Another implication—and I’ll go ahead and say it although I know I’ll get pushback (perhaps even assassination)—is that evangelicals care about identity, but increasingly understand evangelical and conservative Catholic identity as converging.  Is it possible that, in the post-Vatican II world, evangelicals and Catholics are beginning to see themselves less as mere political allies and more as sharing a common identity in the loyal and traditionalist wing of Christendom?  This is clearly happening at least at the margins (witness the growth of evangelical Catholicism and liturgical revivals within Protestant evangelicalism, for example).

A second point:  Does evangelical underrepresentation in elite legal jobs matter to the way law is performed?  In his wonderful book Constitutional Faith, Sandy Levinson draws parallels between the competing Catholic and Protestant traditions on textualism, authority, and tradition and similar debates in law.  In Levinson’s terminology, a “Protestant” judge would assert that (scriptural) constitutional text trumps tradition and that all citizens are equally entitled to interpret the (scriptures) Constitution for themselves (i.e., paralleling the “priesthood of all believers”).  By contrast, a “Catholic” judge would assert that tradition may be more important than textual exegesis and that the “priesthood” of judges are the ultimate interpreters of the Constitution.

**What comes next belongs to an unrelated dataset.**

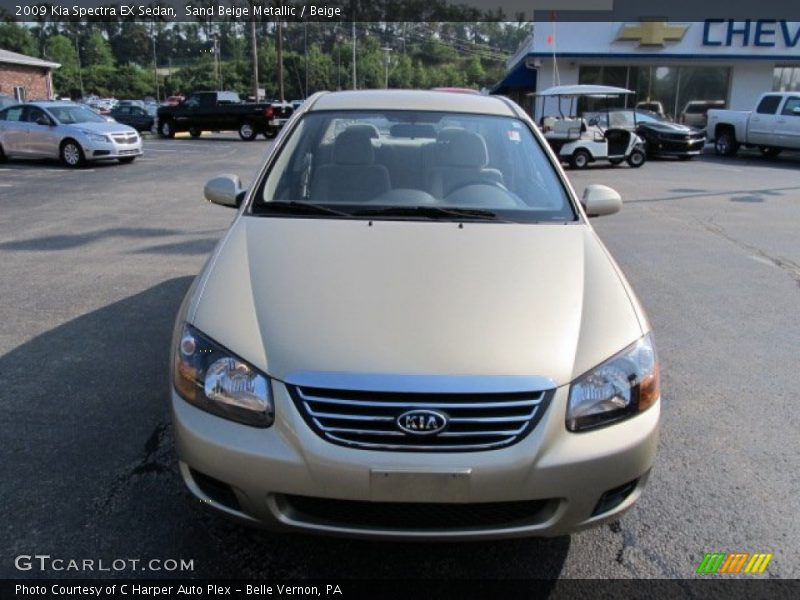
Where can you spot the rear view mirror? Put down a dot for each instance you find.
(225, 190)
(601, 200)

If it were the case that Protestants in general, and evangelical Protestants in particular, were likely to follow a “Protestant” disposition as judges or other legal elites, then the underrepresentation of evangelicals might matter to the construction of law.  Or, at least it would matter in the sense that legal outcomes would be systematically different if there were more evangelicals among the legal elite.  But, in fact, there seems to be little evidence that judges who are Protestant, Catholic, Jewish or anything else are particularly more likely than others to follow a “Protestant” or “Catholic” approach on textualism, authority, and tradition.  For example, as Levinson showed, the notoriously anti-Catholic Hugo Black scores as “Protestant” on textualism but “Catholic” on judicial authority.

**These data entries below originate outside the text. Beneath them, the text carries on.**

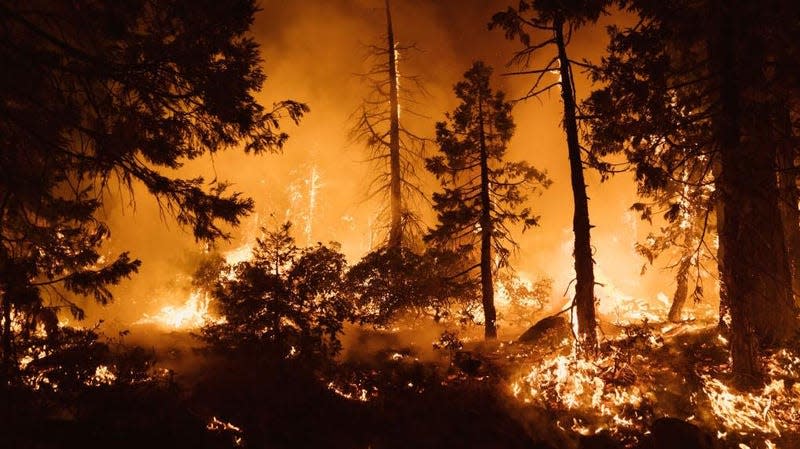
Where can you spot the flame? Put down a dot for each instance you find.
(191, 314)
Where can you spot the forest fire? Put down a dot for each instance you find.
(192, 314)
(566, 225)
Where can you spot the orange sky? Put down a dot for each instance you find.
(312, 49)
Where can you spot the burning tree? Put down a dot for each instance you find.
(286, 301)
(558, 20)
(392, 144)
(482, 192)
(687, 91)
(95, 94)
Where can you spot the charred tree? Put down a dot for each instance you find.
(584, 264)
(554, 19)
(395, 178)
(395, 150)
(108, 95)
(789, 194)
(685, 97)
(480, 189)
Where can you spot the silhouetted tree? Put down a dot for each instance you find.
(285, 302)
(686, 236)
(95, 92)
(558, 20)
(394, 148)
(687, 90)
(393, 284)
(483, 193)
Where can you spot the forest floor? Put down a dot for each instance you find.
(651, 387)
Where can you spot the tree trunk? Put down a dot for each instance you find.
(7, 344)
(682, 289)
(789, 197)
(584, 264)
(395, 177)
(719, 212)
(487, 284)
(755, 267)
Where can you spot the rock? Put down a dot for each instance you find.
(556, 327)
(668, 433)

Finally, if I’m not convinced that evangelicals would systematically display traditionally Protestant approaches to texts, authority, and tradition, I do think that a greater evangelical presence among the legal elite might have an important effect on the development of law in another way. The defining element of modern American evangelicalism is its individualistic experientialism, its insistence on a personal born-again experience, its adherence to what religion critic Harold Bloom defines as the key trait of any genuinely American religion—walking alone with Jesus in the wilderness.  To be an evangelical means to know Jesus in the heart.

It is not hard to see the misfit between evangelicalism’s experiential epistemology and law as a rationalistic, deductive system.  But to a pointy-headed legal academic like me, the portrayal of law as rationalistic and deductive seems so nineteenth century.  In the post-realist, post-modern world, law is increasingly understood as personal, subjective, and even experiential.  To take just one small example, the whole “expressivist” strand of contemporary legal scholarship is about how law is received, understood, internalized, and experienced.

Although evangelicals may not understand this well, modern legal thought may be very much up their alley.  It would be a shame if evangelicals continued to stand on the sidelines while the legal academy, the courts, and other legal institutions worked through the implications of law in the post-modern world—something about which evangelicals should have lots to say.